01/04/2026 : Ergot Project - A Family Secret

Ergot Project
A Family Secret
rock progressif / gothique - 46:53 - Italie 2025
Ergot Project a été créé en 2014 par Christian Marras, touche-à-tout, reprenant les Beatles en mode électro-heavy-prog. ll s’entoure de Pat Mastelotto sur ce 2e opus livrant un album concept sur l’histoire de Billy Milligan, homme aux multiples identités, schizophrène, d’où ces voix travaillées luttant entre peur, désir, angoisse et frustration. La pochette avec un dessin d'enfant évocateur aux multiples têtes, la musique bigarrée de rock progressif électronique, atmosphérique.
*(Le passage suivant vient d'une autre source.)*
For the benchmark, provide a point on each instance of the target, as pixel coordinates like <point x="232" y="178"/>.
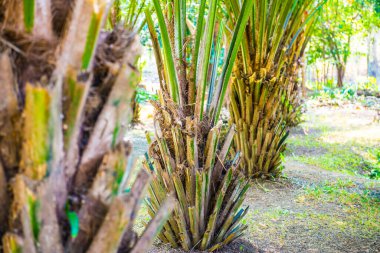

«A con Man» entame avec l’empreinte sonore, Chapman Stick et frappé syncopé des pads sur un vocal lugubre. «I hope I didn't hurt anybody» voix off sur King Diamond, les sorcières, le clavier lancinant, sur les expériences parallèles à grands coups de chœurs gospel inquiétants. Des sonorités crimsoniennes électroniques bigarrées et le vocal sur Bowie, envoûtant avec ce chœur entêtant. «Do not R.I.P.» bruit de pelle, souffle musical stéréo angoissant. Un creuset de Gabriel, Talking Heads, avec cette vibration visqueuse de la Chapman en transe, effet mantranique des Chroma Key. «A perfect gentleman» sur la même trame langoureuse, rock prog invasif à traînées métalliques. Les pads amplifient l’air dépressif, dark prog envoûté, hystérique à cris walliens. «Rage» devient alternatif, soufflant la braise mélancolique, avant-gardiste sur une voix pouvant rappeler Alice Cooper. Du dark à cris de sirènes au loin. «Again» répétitif, sombre, oppressant où le rythme s’accorde au bruit du cœur étouffant. Beau moment s’enfonçant dans le doom langoureux.
«On the spot» avec sa toux rauque, ses voix diffluentes susurrées, l’air narquois, genre déambulation dans le cortex avec la sirène de l’Interdit en fond. «The one who stands in the corner» mode western doom aérien, vocal crooner sur Nick Cave et castrat. Une douce tension oxymorienne crescendique flirtant avec le post-rock avec un final mid-tempo contemplatif. «The sweetest lullaby ever» entame cinématique, montée des escaliers, bip digne des B-52’s. Le son dégénère comme les voix s’entrechoquant, Cooper morbide. Ça crie, vocifère, montre le désarroi du crescendo malaisant. «The tenth» en final réverbérant, mi-metal indus, mi-gothique désespérant. L’ode longue suite éprouvante au son riche, progressiste et cinématique avec la rythmique d’enfer sur des sirènes hurlantes. Un vocoder wallien stressant, symbole de fin du monde, jusqu’au dernier souffle, nous accompagne.
Ergot Project propose un son labyrinthique varié, des airs angoissants, sombres en mode dark music. La patte crimsonienne s’infiltre, relent de Fripp, OSI avec un climat tendre, brut. Un album kaléidoscope, intriguant et jouissif. De la folie musicale rappelant l’univers de TDW, O.R.k., sur l’allégorie de la maladie mentale, source créative. De très bons titres pas assez exploités qu’il fallait narrer même avec retard.